Dialogue group — visual accompaniment to an active voice dialogue

OVOS is voice-first. The GUI never drives an interaction on its own. These templates display what is currently being asked through speech so the user can follow along. On capable devices a touch shortcut may be offered as a convenience, but:

  • Voice is always the primary (and on display-only devices, the only) path.
  • A skill must never block waiting for a GUI event — it must always be listening for the spoken answer in parallel.
  • The display layer decides whether to render touch targets at all.
TemplatePurposeKey session data
SYSTEM_confirmShows the yes/no question being spokenquestion: str
SYSTEM_selectShows the list of options being spokenprompt: str?, items: List[{label, value}]

SYSTEM_input is excluded — free-text keyboard entry is not a voice-first interaction and cannot work on display-only devices. Skills that need text input must use the speech layer.

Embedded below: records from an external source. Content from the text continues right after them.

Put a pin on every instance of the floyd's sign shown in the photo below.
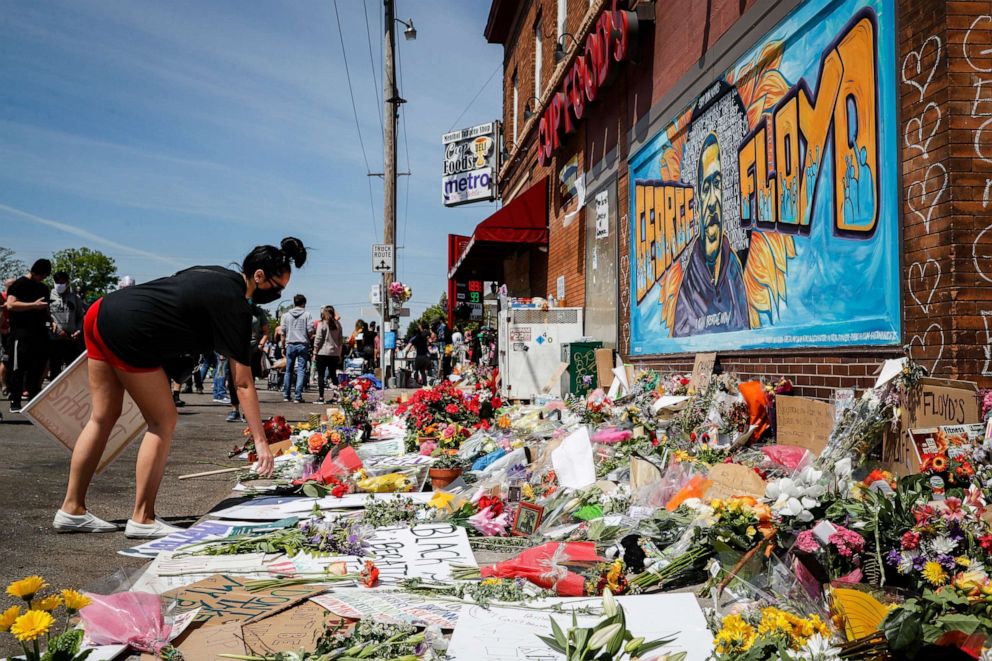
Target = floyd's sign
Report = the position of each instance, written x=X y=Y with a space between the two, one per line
x=761 y=215
x=471 y=160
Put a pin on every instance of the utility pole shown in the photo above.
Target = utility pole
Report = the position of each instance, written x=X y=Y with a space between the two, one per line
x=391 y=112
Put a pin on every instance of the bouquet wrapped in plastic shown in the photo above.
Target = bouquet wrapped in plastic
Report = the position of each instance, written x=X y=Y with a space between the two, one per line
x=129 y=618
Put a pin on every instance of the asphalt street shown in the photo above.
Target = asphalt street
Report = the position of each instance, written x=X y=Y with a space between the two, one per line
x=33 y=474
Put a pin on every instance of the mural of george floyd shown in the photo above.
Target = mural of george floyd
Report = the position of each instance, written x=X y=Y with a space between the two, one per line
x=763 y=215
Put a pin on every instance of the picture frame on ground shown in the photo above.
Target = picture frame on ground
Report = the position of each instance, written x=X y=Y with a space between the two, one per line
x=526 y=520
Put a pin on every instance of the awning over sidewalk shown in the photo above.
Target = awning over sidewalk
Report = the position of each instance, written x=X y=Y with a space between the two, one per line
x=523 y=221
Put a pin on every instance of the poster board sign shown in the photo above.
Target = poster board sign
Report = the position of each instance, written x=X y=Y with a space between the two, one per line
x=511 y=634
x=702 y=370
x=223 y=599
x=389 y=607
x=734 y=480
x=62 y=409
x=804 y=422
x=935 y=403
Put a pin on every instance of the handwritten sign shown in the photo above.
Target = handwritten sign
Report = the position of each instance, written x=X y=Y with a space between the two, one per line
x=63 y=409
x=224 y=599
x=390 y=607
x=510 y=634
x=702 y=370
x=424 y=551
x=804 y=422
x=734 y=480
x=297 y=628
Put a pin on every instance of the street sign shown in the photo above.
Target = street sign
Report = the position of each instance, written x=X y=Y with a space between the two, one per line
x=382 y=258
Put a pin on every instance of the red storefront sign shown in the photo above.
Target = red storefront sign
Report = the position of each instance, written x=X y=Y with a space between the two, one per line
x=611 y=41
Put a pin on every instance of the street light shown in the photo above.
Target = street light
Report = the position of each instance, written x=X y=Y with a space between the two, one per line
x=411 y=32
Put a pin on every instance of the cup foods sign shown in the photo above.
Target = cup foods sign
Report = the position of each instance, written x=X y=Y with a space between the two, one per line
x=470 y=165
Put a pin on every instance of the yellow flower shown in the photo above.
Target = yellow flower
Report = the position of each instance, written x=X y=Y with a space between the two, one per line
x=735 y=637
x=75 y=601
x=32 y=625
x=934 y=573
x=26 y=588
x=49 y=603
x=7 y=618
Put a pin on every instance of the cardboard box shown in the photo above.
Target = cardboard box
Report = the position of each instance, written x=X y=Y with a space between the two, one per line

Avatar group — embodied assistant states

TemplatePurposeKey session data
SYSTEM_faceAnimated avatar facesleeping: bool

This template is intentionally minimal — the display layer decides what the avatar looks like. Additional emotional states (thinking, listening) are a display-layer concern, not a session-data concern.


Templates deliberately excluded

RejectedReason
SYSTEM_slideshowCompose by showing SYSTEM_image pages at index
SYSTEM_notificationThis is a system-layer concept, not a page template
SYSTEM_qr_codeRenderable as SYSTEM_image; generation belongs in the skill
SYSTEM_chart / SYSTEM_graphToo display-layer-specific; use SYSTEM_html or SYSTEM_image
SYSTEM_inputFree-text keyboard entry breaks the voice-first contract and cannot work on display-only devices
Per-skill templates (calendar, spotify, etc.)Violates the "multiple unrelated skills" rule

Summary

SYSTEM_idle             (reserved)

SYSTEM_loading
SYSTEM_status
SYSTEM_error

SYSTEM_text
SYSTEM_image
SYSTEM_animated_image
SYSTEM_list
SYSTEM_grid
SYSTEM_table

SYSTEM_html
SYSTEM_url

SYSTEM_audio_player
SYSTEM_video_player

SYSTEM_clock
SYSTEM_timer
SYSTEM_weather
SYSTEM_map

SYSTEM_confirm
SYSTEM_select

SYSTEM_face

21 templates total. Every one is justified by cross-skill usage and a data model that cannot be reduced to an existing template.